DISCLAIMER: Alas and lackaday, I do not own even a smidgeon of Game of Thrones.

NO LIGHT, NO LIGHT

The knife is at her throat before she can breath, and of the two words that come to mind she wonders which is the more damning, please or stop.

"Come now, little bird", his voice rumbles, rolling through the blood spattered breastplate that seems incapable of holding his giant frame in and churning through her shaking body. Lady shaking melting snow from her thick coat as Winterfell looms proud behind her. Power made flesh.

"You'll have to fight harder than that if Stannis does what he's come to do"

Stannis. She'd forgotten about him, the army battering Kings Landing, the eerie green light flickering distantly from the bay.

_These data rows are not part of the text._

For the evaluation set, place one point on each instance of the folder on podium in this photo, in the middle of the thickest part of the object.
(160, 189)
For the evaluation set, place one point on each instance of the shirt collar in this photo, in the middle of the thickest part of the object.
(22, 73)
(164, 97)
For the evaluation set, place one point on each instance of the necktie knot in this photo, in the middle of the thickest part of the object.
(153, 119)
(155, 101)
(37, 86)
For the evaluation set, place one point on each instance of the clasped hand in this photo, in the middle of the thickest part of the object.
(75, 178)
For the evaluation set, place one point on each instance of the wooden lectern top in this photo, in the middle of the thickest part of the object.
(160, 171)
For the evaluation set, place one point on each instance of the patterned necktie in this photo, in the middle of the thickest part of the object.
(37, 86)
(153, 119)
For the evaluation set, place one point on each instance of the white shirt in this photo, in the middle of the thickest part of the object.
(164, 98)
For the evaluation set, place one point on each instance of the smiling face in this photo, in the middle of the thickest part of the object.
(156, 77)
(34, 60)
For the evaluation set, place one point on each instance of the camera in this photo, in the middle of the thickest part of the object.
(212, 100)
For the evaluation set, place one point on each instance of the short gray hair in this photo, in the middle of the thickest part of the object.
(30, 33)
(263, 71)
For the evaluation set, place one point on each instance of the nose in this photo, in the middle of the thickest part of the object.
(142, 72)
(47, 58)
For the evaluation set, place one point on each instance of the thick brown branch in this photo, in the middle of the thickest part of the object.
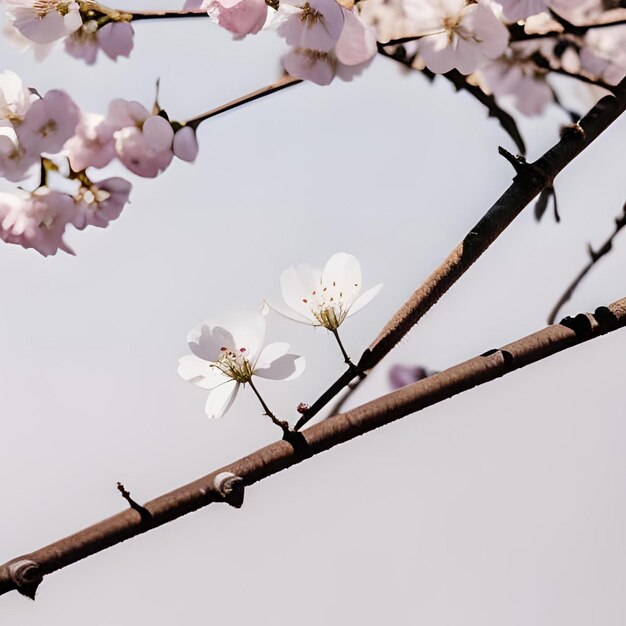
(594, 257)
(320, 437)
(526, 185)
(460, 84)
(528, 182)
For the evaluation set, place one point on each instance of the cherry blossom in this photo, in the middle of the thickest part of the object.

She'd forgotten so many things in the interim where his fingers met her arm and her back had met the familiar softness of her bed. It is so dark in her room. She could have sworn she'd prepared a lantern.

If he is drunk it does not show now. The only unsteady movements come from the ripple of disturbed chainmail and the wildfire chasing the grey and black of his eyes as they hold her fast.

"I don't know how to fight", she blinked back the tears. Arya would have stuck her sword through Joffrey like she had her neglected sewing needles into their Septa's pincushion. Sansa wondered how she had not wished her sister had done just that sooner. She wondered what sound Joffrey's body would have made smacking the flagstones below them had she moved quicker. She had dreamed of Lady tearing him to pieces of vermilion and velvet, but Lady was dead and her feeble hands had not deterred three hungry men out for her maidenhood on a straw covered floor. She had seen the first man's intestines drop sudden and dangling into air but what she remembered was the line of Sandor's mouth as he let the corpse fall. Resolute, grim, cold. Maybe the Stranger's mouth looked the same when he came to take you.

"No, that you don't, little bird. You sing the pretty songs they tell you to sing, and you look-"

In his silence the battle outside resurfaces on the outskirts of her mind. Somehow that Sansa, she that nearly killed a king, comes back, albeit fleetingly and she hears herself ask in the now deafening quiet of her room. She throws her challenge quietly.

"How do I look?" She omits the 'Ser', just as she's been told. She remembers her lessons.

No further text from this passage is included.